Il docente adduce ulteriori motivazioni e osserva che, al di là delle leggi, esistono anche norme sociali,  norme descrittive nello specifico, che indicano all’individuo cosa sia giusto o sbagliato fare a partire dal comportamento di chi gli sta intorno. Nel periodo di lockdown tutti indossavano la mascherina e i comportamenti erano improntati alla massima prudenza. Ci si sentiva accomunati dallo stesso destino e ci si atteneva alle stesse regole.

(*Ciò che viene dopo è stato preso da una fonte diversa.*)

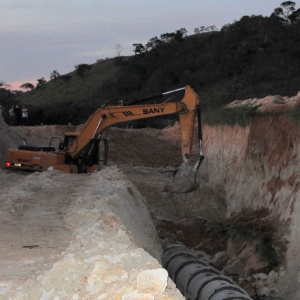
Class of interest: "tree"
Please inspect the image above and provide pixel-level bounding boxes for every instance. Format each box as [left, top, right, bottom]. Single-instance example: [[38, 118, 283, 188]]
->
[[20, 82, 34, 91], [35, 77, 47, 90], [50, 70, 60, 80], [271, 1, 296, 24], [146, 36, 162, 51], [75, 64, 92, 78], [132, 44, 145, 55]]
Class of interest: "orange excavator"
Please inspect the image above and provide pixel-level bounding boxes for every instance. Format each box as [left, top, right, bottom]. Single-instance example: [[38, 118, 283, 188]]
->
[[5, 86, 204, 173]]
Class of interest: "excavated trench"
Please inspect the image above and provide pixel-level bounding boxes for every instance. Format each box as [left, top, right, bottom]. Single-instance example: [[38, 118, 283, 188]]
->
[[1, 101, 299, 300]]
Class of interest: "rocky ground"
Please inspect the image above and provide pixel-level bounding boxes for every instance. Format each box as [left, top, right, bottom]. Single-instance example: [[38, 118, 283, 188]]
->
[[0, 91, 299, 300]]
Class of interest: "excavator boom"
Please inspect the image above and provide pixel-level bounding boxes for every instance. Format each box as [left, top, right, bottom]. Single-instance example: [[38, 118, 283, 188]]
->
[[5, 86, 203, 173]]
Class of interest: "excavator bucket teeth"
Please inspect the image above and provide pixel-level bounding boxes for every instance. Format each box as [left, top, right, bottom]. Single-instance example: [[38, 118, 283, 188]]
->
[[164, 163, 199, 194]]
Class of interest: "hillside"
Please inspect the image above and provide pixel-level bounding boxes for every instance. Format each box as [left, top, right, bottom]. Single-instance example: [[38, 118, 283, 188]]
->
[[0, 4, 300, 126], [0, 93, 300, 300]]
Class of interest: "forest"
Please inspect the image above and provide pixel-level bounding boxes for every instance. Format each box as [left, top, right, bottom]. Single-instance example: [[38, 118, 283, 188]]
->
[[0, 1, 300, 126]]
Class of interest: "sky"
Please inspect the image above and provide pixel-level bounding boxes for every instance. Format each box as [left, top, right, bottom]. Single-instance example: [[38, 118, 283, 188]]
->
[[0, 0, 300, 89]]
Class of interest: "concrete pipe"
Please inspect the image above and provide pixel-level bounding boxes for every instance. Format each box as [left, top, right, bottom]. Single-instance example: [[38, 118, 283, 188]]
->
[[162, 244, 251, 300]]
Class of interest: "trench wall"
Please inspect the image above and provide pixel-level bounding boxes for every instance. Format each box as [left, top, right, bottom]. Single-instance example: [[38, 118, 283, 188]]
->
[[204, 115, 300, 300]]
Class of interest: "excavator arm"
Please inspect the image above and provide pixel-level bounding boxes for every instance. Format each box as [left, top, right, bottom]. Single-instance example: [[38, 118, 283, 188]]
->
[[5, 86, 203, 173], [67, 86, 202, 169]]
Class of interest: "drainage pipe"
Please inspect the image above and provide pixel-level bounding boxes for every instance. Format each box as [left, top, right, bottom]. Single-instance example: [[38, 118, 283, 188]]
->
[[162, 244, 251, 300]]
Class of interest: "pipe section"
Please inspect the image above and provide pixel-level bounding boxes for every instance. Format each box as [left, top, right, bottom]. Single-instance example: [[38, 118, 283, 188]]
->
[[162, 244, 251, 300]]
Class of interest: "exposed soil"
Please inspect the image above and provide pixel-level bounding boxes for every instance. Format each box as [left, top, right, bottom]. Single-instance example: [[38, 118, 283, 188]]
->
[[0, 90, 298, 299]]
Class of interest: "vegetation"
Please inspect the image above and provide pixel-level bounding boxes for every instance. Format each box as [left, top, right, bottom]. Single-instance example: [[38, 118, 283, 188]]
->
[[0, 1, 300, 126]]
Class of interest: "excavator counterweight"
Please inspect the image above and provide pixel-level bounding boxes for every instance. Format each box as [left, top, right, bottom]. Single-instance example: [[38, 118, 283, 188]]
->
[[5, 86, 203, 191]]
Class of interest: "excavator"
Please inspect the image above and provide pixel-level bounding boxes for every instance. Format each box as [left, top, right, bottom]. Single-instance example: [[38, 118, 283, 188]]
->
[[5, 86, 204, 182]]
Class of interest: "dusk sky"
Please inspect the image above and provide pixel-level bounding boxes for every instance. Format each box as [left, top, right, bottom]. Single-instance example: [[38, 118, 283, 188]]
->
[[0, 0, 300, 88]]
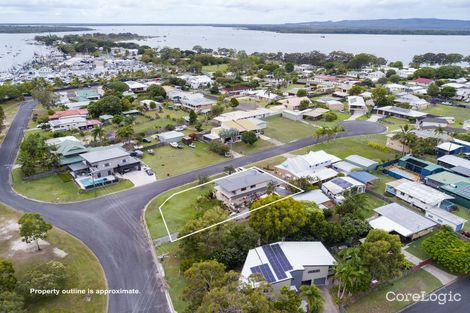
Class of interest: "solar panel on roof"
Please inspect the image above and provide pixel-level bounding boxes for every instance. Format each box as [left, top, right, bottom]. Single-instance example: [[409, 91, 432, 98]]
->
[[271, 244, 292, 271], [332, 178, 352, 189], [263, 245, 287, 279], [251, 264, 276, 283]]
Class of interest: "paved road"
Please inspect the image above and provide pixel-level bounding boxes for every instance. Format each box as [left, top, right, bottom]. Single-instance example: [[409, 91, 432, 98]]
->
[[402, 276, 470, 313], [0, 100, 385, 313]]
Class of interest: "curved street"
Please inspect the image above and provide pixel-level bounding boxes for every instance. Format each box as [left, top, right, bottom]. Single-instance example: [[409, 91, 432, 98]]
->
[[0, 100, 385, 313]]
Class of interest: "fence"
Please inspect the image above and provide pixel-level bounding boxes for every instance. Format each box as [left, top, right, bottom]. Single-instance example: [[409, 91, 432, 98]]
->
[[22, 168, 60, 181]]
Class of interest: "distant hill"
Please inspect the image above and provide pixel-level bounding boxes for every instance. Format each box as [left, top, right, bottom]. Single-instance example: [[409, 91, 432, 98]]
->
[[244, 18, 470, 35]]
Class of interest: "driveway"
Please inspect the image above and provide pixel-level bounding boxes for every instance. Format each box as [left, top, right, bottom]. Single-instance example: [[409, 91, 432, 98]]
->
[[116, 167, 157, 187], [0, 100, 385, 313]]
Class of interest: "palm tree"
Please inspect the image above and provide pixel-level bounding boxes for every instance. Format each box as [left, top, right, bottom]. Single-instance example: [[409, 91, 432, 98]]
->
[[300, 285, 325, 313], [393, 124, 416, 154], [91, 126, 104, 141]]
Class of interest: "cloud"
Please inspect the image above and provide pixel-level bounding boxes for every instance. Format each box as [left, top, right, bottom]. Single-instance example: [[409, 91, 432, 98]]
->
[[0, 0, 470, 23]]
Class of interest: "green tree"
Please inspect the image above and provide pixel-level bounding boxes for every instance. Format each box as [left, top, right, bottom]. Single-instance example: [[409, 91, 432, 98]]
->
[[372, 87, 395, 107], [348, 84, 364, 96], [296, 88, 307, 97], [104, 80, 129, 93], [18, 213, 52, 250], [18, 261, 67, 300], [0, 259, 16, 293], [0, 291, 26, 313], [91, 126, 104, 141], [183, 260, 233, 312], [189, 110, 197, 125], [423, 227, 470, 275], [0, 106, 5, 134], [300, 285, 325, 313], [230, 98, 240, 108], [274, 287, 304, 313], [242, 131, 258, 145], [427, 83, 440, 97], [439, 86, 457, 99], [147, 85, 167, 101], [116, 125, 134, 141], [249, 195, 307, 243], [361, 229, 404, 282]]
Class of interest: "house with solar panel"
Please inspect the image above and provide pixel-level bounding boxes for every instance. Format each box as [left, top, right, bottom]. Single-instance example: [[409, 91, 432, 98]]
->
[[321, 176, 366, 204], [240, 241, 336, 293]]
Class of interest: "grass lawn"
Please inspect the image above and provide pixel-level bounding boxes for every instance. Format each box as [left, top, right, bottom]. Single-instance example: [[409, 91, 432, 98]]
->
[[202, 64, 228, 73], [145, 182, 214, 239], [405, 234, 432, 261], [232, 139, 274, 155], [294, 135, 398, 162], [0, 101, 20, 144], [264, 117, 315, 143], [155, 242, 187, 312], [347, 269, 442, 313], [381, 117, 414, 132], [452, 206, 470, 231], [142, 142, 227, 179], [0, 204, 107, 313], [12, 169, 134, 202], [308, 112, 351, 127], [423, 104, 470, 126], [358, 193, 387, 219]]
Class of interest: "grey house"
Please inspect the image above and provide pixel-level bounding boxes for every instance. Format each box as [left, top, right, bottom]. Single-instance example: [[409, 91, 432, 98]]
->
[[215, 169, 279, 208], [80, 147, 141, 178]]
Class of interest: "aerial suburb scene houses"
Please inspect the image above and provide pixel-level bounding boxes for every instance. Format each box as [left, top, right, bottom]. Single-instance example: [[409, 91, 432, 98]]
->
[[0, 0, 470, 313]]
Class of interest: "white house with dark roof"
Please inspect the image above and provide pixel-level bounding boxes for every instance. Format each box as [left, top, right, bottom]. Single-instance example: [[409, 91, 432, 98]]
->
[[240, 241, 336, 294], [369, 203, 437, 240], [215, 168, 280, 208], [274, 150, 341, 182]]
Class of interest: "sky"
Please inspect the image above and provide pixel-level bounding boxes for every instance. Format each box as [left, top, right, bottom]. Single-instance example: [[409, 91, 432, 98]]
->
[[0, 0, 470, 24]]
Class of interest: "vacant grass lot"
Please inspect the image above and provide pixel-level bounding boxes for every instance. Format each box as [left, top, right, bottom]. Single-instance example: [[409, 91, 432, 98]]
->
[[405, 234, 431, 261], [202, 64, 228, 73], [294, 135, 399, 163], [142, 142, 227, 179], [347, 270, 442, 313], [264, 117, 315, 143], [0, 204, 107, 313], [12, 169, 134, 202], [423, 104, 470, 126], [0, 101, 20, 144], [145, 183, 214, 239], [232, 139, 274, 155]]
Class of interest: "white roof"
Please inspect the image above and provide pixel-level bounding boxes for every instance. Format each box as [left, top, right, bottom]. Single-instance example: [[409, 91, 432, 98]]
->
[[426, 208, 467, 225], [378, 105, 428, 118], [437, 142, 462, 151], [241, 241, 336, 282], [276, 150, 341, 177], [393, 179, 454, 206], [46, 136, 81, 146], [348, 96, 366, 107], [437, 154, 470, 169], [333, 161, 359, 173], [345, 154, 378, 167], [125, 81, 147, 89], [369, 203, 436, 237], [80, 147, 129, 164], [293, 189, 331, 205]]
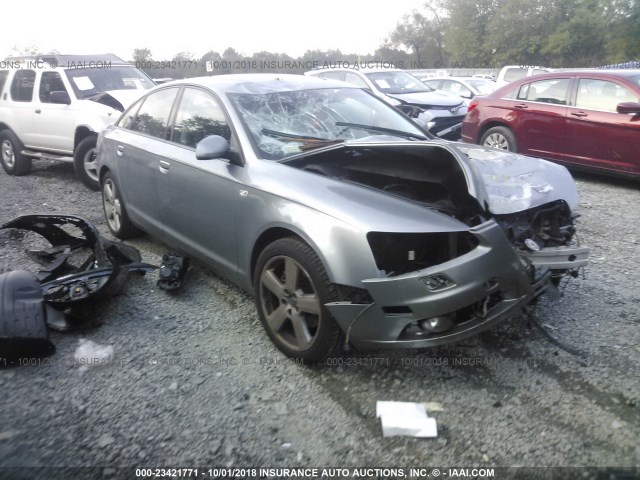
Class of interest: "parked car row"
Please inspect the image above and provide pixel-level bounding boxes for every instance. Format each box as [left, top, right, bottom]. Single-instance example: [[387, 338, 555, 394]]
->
[[2, 61, 600, 362], [0, 54, 155, 190], [98, 74, 588, 361], [305, 68, 467, 140]]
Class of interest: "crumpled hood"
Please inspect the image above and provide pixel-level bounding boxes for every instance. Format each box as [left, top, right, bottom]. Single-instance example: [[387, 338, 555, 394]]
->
[[387, 92, 463, 108], [450, 143, 579, 215]]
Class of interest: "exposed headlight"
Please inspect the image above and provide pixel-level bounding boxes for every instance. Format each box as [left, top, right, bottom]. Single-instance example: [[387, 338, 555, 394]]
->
[[420, 273, 456, 292]]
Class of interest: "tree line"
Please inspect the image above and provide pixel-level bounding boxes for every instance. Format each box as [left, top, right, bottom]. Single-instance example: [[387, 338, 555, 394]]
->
[[127, 0, 640, 78]]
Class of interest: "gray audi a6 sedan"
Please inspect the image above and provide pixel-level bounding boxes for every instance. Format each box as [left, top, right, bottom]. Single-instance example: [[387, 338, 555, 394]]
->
[[98, 74, 588, 362]]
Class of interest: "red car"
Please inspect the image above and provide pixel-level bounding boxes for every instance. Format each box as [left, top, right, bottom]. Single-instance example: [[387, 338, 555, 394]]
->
[[462, 70, 640, 177]]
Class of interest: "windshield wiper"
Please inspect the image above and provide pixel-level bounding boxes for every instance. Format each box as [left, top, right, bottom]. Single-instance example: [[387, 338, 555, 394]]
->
[[262, 128, 344, 152], [336, 122, 427, 140]]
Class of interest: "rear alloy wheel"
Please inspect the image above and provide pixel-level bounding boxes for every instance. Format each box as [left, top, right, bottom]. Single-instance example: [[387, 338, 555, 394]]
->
[[73, 135, 100, 191], [254, 238, 341, 363], [0, 130, 31, 176], [102, 172, 140, 240], [480, 127, 518, 152]]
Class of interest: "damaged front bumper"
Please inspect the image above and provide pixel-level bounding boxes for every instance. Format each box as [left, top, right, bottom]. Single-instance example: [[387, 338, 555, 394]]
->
[[326, 220, 588, 349]]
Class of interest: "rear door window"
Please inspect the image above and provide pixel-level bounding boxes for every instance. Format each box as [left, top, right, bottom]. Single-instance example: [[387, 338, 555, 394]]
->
[[128, 87, 179, 140], [39, 72, 67, 103], [171, 88, 231, 148], [0, 70, 9, 93], [11, 70, 36, 102], [576, 78, 638, 112], [518, 78, 569, 105]]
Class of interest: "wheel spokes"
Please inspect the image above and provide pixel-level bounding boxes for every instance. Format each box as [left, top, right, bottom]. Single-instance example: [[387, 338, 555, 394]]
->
[[260, 256, 321, 351], [291, 315, 313, 350], [262, 270, 284, 298], [267, 305, 287, 333]]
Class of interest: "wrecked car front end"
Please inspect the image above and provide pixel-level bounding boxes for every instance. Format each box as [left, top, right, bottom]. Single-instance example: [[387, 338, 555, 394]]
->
[[287, 142, 588, 348]]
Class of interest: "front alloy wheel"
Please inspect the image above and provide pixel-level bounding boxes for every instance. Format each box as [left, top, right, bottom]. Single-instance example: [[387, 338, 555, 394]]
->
[[102, 172, 140, 240], [255, 238, 340, 362], [480, 127, 518, 152]]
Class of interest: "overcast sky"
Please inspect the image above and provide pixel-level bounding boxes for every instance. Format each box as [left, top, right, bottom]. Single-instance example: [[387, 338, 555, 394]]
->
[[0, 0, 425, 60]]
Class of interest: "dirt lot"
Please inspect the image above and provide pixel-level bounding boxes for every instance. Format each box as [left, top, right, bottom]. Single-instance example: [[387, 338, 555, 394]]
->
[[0, 159, 640, 479]]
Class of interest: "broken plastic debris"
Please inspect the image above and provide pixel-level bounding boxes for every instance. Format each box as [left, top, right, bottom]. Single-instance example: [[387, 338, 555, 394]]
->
[[73, 338, 113, 369], [423, 402, 444, 412], [376, 401, 438, 438]]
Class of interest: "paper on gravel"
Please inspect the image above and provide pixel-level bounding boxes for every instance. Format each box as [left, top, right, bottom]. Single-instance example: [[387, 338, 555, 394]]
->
[[73, 338, 113, 371], [376, 401, 438, 438]]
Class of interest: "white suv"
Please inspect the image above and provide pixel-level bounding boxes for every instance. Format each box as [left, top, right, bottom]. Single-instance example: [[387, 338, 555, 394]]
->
[[0, 54, 155, 190], [305, 67, 467, 140]]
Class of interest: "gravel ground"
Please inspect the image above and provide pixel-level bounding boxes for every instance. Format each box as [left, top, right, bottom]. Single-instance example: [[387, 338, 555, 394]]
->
[[0, 162, 640, 478]]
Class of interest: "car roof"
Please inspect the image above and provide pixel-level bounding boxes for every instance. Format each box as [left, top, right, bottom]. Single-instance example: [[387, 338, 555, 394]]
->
[[162, 73, 358, 95], [507, 68, 640, 81]]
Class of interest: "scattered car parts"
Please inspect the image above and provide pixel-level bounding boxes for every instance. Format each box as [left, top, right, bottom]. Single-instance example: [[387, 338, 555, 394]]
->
[[0, 214, 157, 356], [157, 252, 191, 291], [0, 270, 55, 359]]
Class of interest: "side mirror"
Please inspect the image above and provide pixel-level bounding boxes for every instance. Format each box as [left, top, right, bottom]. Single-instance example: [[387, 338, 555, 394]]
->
[[49, 90, 71, 105], [196, 135, 229, 160], [616, 102, 640, 115], [196, 135, 244, 167]]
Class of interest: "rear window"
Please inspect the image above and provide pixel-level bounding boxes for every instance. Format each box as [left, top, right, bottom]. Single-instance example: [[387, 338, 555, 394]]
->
[[11, 70, 36, 102], [518, 78, 569, 105], [320, 72, 345, 82], [504, 68, 528, 82]]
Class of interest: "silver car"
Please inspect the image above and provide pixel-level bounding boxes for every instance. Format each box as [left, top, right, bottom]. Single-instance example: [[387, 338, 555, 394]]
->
[[98, 74, 588, 361]]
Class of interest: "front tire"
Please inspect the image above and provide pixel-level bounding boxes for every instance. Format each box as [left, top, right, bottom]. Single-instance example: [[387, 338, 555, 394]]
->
[[254, 238, 341, 363], [0, 130, 31, 176], [102, 172, 140, 240], [73, 135, 100, 191], [480, 127, 518, 153]]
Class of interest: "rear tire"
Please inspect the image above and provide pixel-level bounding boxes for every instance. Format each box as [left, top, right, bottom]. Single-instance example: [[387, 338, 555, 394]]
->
[[254, 238, 341, 363], [0, 130, 31, 176], [73, 135, 100, 191], [102, 172, 140, 240], [480, 127, 518, 153]]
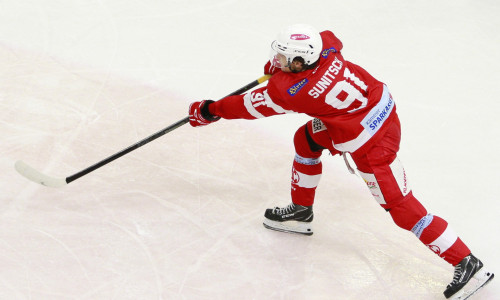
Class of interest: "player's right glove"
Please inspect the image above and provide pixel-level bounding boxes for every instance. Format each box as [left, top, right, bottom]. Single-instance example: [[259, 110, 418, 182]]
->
[[264, 61, 281, 75], [189, 100, 220, 127]]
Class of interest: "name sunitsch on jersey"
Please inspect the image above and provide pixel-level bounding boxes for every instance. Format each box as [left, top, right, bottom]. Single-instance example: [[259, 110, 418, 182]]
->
[[308, 57, 343, 98]]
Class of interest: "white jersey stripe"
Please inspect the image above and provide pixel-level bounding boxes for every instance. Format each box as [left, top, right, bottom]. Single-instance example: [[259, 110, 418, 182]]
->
[[427, 226, 458, 255]]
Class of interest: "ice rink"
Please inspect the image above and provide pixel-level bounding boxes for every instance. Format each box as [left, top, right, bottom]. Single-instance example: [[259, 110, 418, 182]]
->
[[0, 0, 500, 300]]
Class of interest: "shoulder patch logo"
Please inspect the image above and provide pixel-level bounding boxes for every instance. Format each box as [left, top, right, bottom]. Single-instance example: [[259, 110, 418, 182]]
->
[[288, 78, 309, 96], [321, 47, 337, 58]]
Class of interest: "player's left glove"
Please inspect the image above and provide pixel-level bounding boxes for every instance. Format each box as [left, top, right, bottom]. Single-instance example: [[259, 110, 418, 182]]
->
[[189, 100, 220, 127]]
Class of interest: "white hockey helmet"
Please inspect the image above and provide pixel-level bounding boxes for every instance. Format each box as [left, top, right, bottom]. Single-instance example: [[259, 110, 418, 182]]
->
[[270, 24, 323, 68]]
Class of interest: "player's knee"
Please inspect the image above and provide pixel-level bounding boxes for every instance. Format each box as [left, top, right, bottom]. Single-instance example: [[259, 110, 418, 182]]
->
[[389, 193, 427, 230], [293, 124, 325, 157]]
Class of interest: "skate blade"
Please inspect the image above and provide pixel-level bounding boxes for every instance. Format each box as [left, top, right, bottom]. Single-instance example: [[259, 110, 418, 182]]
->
[[450, 267, 495, 300], [263, 218, 313, 235]]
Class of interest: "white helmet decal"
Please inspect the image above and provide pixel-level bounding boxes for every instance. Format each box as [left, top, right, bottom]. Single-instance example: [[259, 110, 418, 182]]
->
[[271, 24, 323, 67]]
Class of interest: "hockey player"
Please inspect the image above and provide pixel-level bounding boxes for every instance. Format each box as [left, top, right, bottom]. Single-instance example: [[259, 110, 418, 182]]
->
[[189, 24, 494, 299]]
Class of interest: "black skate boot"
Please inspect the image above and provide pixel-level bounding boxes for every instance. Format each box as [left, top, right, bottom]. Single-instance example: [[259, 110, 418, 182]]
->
[[444, 254, 494, 300], [264, 203, 314, 235]]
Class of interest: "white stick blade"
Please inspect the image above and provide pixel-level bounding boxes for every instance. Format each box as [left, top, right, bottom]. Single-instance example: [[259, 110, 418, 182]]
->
[[15, 160, 67, 187]]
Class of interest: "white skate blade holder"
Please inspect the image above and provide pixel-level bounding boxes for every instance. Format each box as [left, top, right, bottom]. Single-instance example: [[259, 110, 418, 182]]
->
[[449, 267, 495, 300], [263, 218, 313, 235]]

Ora invece molte persone si disinteressano, fondamentalmente, delle protezioni e del distanziamento sociale: ma se più individui agiscono in questo modo, più la norma descrittiva diventa stringente e induce a pensare che tale comportamento sia accettabile. E chi è nel dubbio tende a conformarsi al comportamento degli altri, per il timore del ridicolo e dell’esclusione sociale.

“C’è poi un ultimo aspetto – sottolinea Voci –, un aspetto culturale abbastanza diffuso, sebbene non pervasivo, e cioè una concezione di tipo individualistico, secondo cui se si vuole qualcosa si ha diritto a ottenerla. In quest’ottica ora, dopo le privazioni del lockdown, se una persona ha il desiderio di recarsi al mare, o di bere un aperitivo con gli amici o di andare in un luogo affollato, ritiene sia suo diritto poterlo fare. Questo si combina con l’invisibilità del virus, con l’euristica della disponibilità e con le norme sociali. La questione fondamentale è che l’individuo percepisce questo suo diritto, senza però tener conto delle conseguenze sugli altri e su se stesso di determinati comportamenti”.

Cosa fare dunque? “Prima di tutto c’è un clima generale che andrebbe modificato – osserva Voci –. Nel senso che se anche i politici sostengono che la seconda ondata non ci sarà, che in realtà i rischi di un ritorno al lockdown sono praticamente assenti, è chiaro che una persona si sente giustificata a comportarsi come se niente fosse. Credo che il punto fondamentale sia fornire delle prove concrete dell’esistenza del virus, e ciò significa informare la collettività sui morti, magari sui pazienti in terapia intensiva (il numero dei positivi ormai fa meno presa da questo punto di vista). Sarebbe importante far capire quello che è successo e sta succedendo in altre nazioni, penso agli Stati Uniti o al Brasile, dove il mancato rispetto delle regole (ammesso che le regole fossero stringenti come da noi) ha portato a conseguenze drammatiche”.

Secondo Voci, dunque, una corretta comunicazione è fondamentale. “Sto sentendo alcuni politici, anche Zaia, usare toni preoccupati e ciò potrebbe lasciare perplessi, se si guarda ai casi che sono in diminuzione. Si deve tener conto, però, che nei mesi scorsi eravamo abituati a migliaia di morti al giorno e ai contagi che crescevano in modo esponenziale. Ora 12 morti e 100 positivi in 24 ore ci sembrano dati minimi. In realtà, ciò significa che il virus sta ancora circolando e questa è un’informazione che dovrebbe essere resa maggiormente saliente”.

Infine, conclude il docente, è necessario pensare al bene comune e non solo al bene individuale, sebbene questa sia una mentalità non particolarmente diffusa in Italia. “Molte persone, tuttavia, sono sensibili a questa tematica e credo che una sorta di identità più inclusiva, che faccia capire che i comportamenti del singolo hanno delle conseguenze sulla collettività, potrebbe portare a una maggiore responsabilizzazione”.